Connor Durbrow v. Cobb County School District
887 F.3d 1182
11th Cir.2018Background
- Connor, diagnosed with ADHD, advanced through honors/AP Magnet Program and scored highly on standardized tests until sudden senior-year decline featuring multiple course failures and incomplete work.
- CCSD accommodated Connor with a §504 plan (extended time, small classes, reduced homework amendments) and counseling offers; parents declined some in-school organizational help.
- In May 2013 parents requested an IDEA evaluation; CCSD initiated eligibility process and later found Connor IDEA-eligible at a September 2013 meeting (disputed factual record on timing/requests).
- Parents filed an OSAH due-process complaint raising IDEA and §504 claims; they opposed consolidation and withdrew the §504 hearing request, so the ALJ adjudicated only IDEA claims and found Connor not a "child with a disability" under the IDEA.

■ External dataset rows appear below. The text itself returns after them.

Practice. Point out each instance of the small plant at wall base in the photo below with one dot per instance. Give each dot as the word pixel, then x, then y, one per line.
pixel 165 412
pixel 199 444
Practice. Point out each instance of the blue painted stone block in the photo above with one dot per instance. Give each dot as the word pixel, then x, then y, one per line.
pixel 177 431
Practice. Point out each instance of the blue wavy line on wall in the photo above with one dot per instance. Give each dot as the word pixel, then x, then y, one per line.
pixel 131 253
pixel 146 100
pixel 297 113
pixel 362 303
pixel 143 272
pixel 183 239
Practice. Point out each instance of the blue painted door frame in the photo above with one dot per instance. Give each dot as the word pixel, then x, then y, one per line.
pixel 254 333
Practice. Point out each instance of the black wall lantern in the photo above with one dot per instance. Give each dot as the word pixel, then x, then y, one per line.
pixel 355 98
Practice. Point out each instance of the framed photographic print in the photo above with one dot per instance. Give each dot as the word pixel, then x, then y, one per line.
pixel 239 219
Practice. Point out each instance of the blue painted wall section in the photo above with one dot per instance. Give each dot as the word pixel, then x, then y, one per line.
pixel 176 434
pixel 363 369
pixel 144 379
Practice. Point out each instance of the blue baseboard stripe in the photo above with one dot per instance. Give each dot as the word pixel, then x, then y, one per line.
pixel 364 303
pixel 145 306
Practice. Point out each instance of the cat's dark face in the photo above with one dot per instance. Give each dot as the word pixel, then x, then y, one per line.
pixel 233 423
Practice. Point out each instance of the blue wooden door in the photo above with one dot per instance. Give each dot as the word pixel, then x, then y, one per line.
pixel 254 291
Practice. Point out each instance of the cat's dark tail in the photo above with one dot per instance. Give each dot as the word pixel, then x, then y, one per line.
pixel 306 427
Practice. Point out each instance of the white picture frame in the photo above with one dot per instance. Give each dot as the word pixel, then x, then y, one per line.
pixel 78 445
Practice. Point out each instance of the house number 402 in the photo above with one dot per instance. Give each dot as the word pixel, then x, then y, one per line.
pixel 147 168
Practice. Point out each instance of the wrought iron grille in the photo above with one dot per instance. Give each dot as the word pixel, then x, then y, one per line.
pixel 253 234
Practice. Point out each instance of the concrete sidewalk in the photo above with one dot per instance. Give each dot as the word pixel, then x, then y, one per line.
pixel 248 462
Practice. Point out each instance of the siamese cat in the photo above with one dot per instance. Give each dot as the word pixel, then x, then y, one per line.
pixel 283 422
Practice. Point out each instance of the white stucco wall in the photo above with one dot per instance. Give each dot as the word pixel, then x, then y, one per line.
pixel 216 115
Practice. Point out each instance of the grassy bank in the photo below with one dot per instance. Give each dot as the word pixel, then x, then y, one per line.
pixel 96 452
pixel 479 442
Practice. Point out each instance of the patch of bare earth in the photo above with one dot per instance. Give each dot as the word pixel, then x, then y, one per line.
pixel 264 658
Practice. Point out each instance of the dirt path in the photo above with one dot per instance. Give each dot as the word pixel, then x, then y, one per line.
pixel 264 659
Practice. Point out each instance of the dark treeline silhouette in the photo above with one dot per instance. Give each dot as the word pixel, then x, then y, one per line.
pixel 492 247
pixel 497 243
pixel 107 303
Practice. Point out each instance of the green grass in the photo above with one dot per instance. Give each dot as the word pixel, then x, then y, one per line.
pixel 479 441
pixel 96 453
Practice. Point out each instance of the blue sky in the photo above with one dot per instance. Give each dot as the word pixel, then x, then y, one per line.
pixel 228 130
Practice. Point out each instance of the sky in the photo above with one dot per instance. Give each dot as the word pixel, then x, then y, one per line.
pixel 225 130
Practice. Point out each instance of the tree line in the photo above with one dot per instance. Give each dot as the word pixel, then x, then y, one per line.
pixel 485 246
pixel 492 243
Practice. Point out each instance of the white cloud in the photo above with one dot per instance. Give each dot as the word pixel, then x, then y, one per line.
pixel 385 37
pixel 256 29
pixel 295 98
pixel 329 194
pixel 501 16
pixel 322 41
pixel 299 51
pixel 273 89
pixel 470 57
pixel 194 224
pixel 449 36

- On district-court review, the court dismissed parents’ §504 and ADA claims for failure to exhaust IDEA administrative remedies, rejected tolling of the IDEA statute of limitations, and affirmed that Connor did not require special education or that CCSD violated child-find.
Issues
| Issue | Plaintiff's Argument | Defendant's Argument | Held |
|---|---|---|---|
| Whether §504 and ADA claims required exhaustion under IDEA | Durbrows: because IDEA claims were heard by OSAH, additional exhaustion for §504/ADA was unnecessary | CCSD: claims seeking relief for denial of a FAPE must exhaust IDEA procedures | Court: §504/ADA claims alleging denial of a FAPE required IDEA exhaustion; dismissal for failure to exhaust affirmed |
| Whether IDEA limitations period should be tolled | Durbrows: earlier requests for "help/testing" in middle school triggered duty to notify procedural rights, tolling limitations | CCSD: parents did not request an IDEA evaluation until senior year; no withholding of procedural rights | Court: ALJ credibility findings not clearly erroneous; no tolling; limitations applied |
| Whether Connor was a "child with a disability" entitled to IDEA FAPE (substantive eligibility) | Durbrows: ADHD and executive-function deficits impaired educational performance and required special education | CCSD: Connor met academic standards, teachers did not recommend special education, problems were motivation/procrastination rather than inability to learn | Court: Connor did not need special education; not a "child with a disability" under IDEA; no FAPE violation |
| Whether CCSD breached child-find duty | Durbrows: CCSD failed to identify/ evaluate earlier | CCSD: no clear signs warranting evaluation; provided §504 accommodations and other supports; evaluated promptly once on notice | Court: No child-find violation—either no duty because Connor not a qualifying child, or CCSD acted reasonably and timely |
Key Cases Cited
- Bd. of Educ. of Hendrick Hudson Cent. Sch. Dist. v. Rowley, 458 U.S. 176 (interpretation of IDEA’s purpose and FAPE concept)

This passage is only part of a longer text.